Now see if you can make nine tricks as declarer.
AKJ73
T52
K9
Q72
1094
AJ7
A874
K65
The opening lead is the H6, RHO plays the queen and you win the ace. Plan the play. (Answer below.)
Now try another bidding problem. You are vulnerable, they are not, and you hold
K KT5 AKQT5 KQT6.
Your RHO opens a weak 2S and you double for takeout. LHO raises to 4S and partner bids 4NT. This isn’t Blackwood in a competitive auction like this but for takeout. Exactly what it shows is a matter for agreement. If partner’s double of 4S would be penalties or values then this might be for two or three suits. If partner’s double would be responsive, more takeout-oriented, then 4NT shows any two suits. My preference is for 4NT to promise hearts as one of the two suits, but it would take another article to explain why that’s best.
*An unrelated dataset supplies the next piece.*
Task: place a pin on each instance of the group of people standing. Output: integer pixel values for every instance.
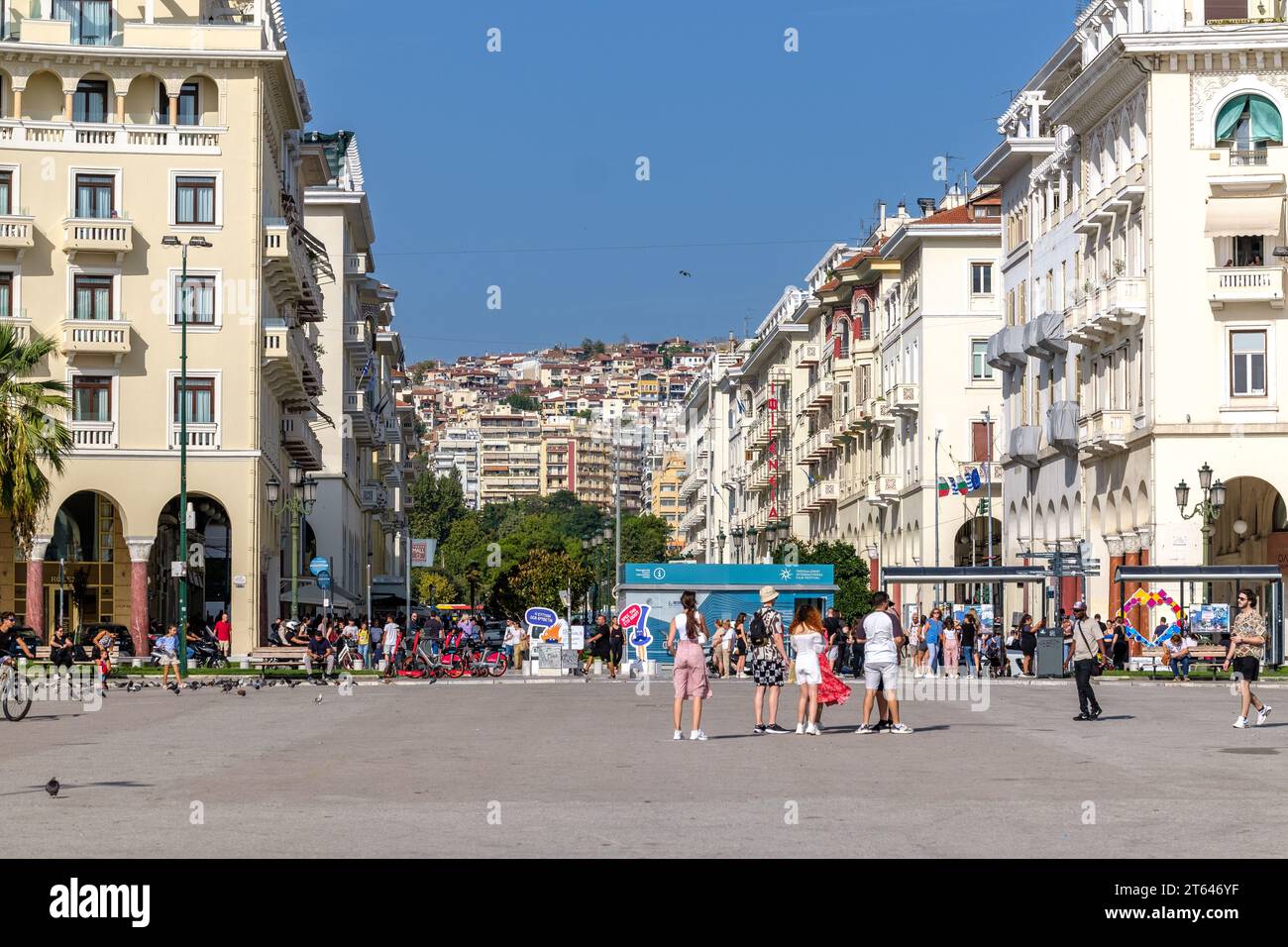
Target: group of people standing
(879, 641)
So, you have to decide what level to bid at and which suit to bid, or to offer partner a choice of suits. (5NT would do that, kicking the ball back into partner’s court – to mix my sporting metaphors.) For the open team David Beauchamp decided, very reasonably, that there were too many shapely hands where Ian Thomson would bid without two aces, even at this vulnerability. But then he carefully bid 5C, not 5D, to cater for partner’s having a two-suiter with hearts and clubs. If that were the case he wanted to play in the 5-4- club fit rather than the 5-3 heart fit. (Note that this would have meant playing in a 5-4 club fit when they might have had a 5-5 diamond fit.) David was right about strain – Ian was 1-5-2-5 – but wrong about level, as partner had two aces. In the other room Andy Braithwaite opener a multi 2D instead and Ian Robinson was unable to compete immediately so the Hong Kong opponents were able to bid slam easily.
Back to the play problem. It looks obvious to take a spade finesse but think what will happen if it loses. A heart will come back and the suit will be cleared. If the hearts are 5-2 (possible from the opening lead as the H3 and H4 are missing), and the opening leader has the CA as well, you will go down.
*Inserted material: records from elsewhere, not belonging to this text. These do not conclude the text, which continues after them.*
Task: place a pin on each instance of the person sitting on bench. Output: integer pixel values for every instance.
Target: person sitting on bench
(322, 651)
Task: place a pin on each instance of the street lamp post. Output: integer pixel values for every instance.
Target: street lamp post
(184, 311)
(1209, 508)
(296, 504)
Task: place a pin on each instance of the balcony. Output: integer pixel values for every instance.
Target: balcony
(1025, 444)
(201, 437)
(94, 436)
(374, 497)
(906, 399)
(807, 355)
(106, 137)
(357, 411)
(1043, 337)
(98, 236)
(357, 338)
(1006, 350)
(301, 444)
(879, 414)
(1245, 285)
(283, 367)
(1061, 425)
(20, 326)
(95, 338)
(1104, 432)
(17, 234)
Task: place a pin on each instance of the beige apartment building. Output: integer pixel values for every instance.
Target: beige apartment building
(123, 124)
You can guard against that layout by leading a club to the queen. If LHO has the hand you are worried about then he will have to duck the CA allowing the queen to win. (If he rises with the CA you have two club tricks.) Now, should you come back to hand to take the spade finesse?
No. Say you return to the DA and take a losing spade finesse. The opponents can now knock out your DK to establish two diamond tricks to go with their spade, heart and club – one down.
Count your tricks: you have one club, two diamonds and can get a second heart trick. That means you only need four spade tricks, so the finesse is an illusion. If you played this way you matched George Bilski for the senior’s team who was one of only five declarers out of thirteen to make 3NT. The 22 declarers in 4S had no chance.
The point of this hand is to recognise the safe and danger hands. Note that the winning line of play was not risk-free: the opponents could have won the CQ and continued clubs to set up tricks there but George, and the other successful declarers, judged this less likely and more difficult for the opponents to find.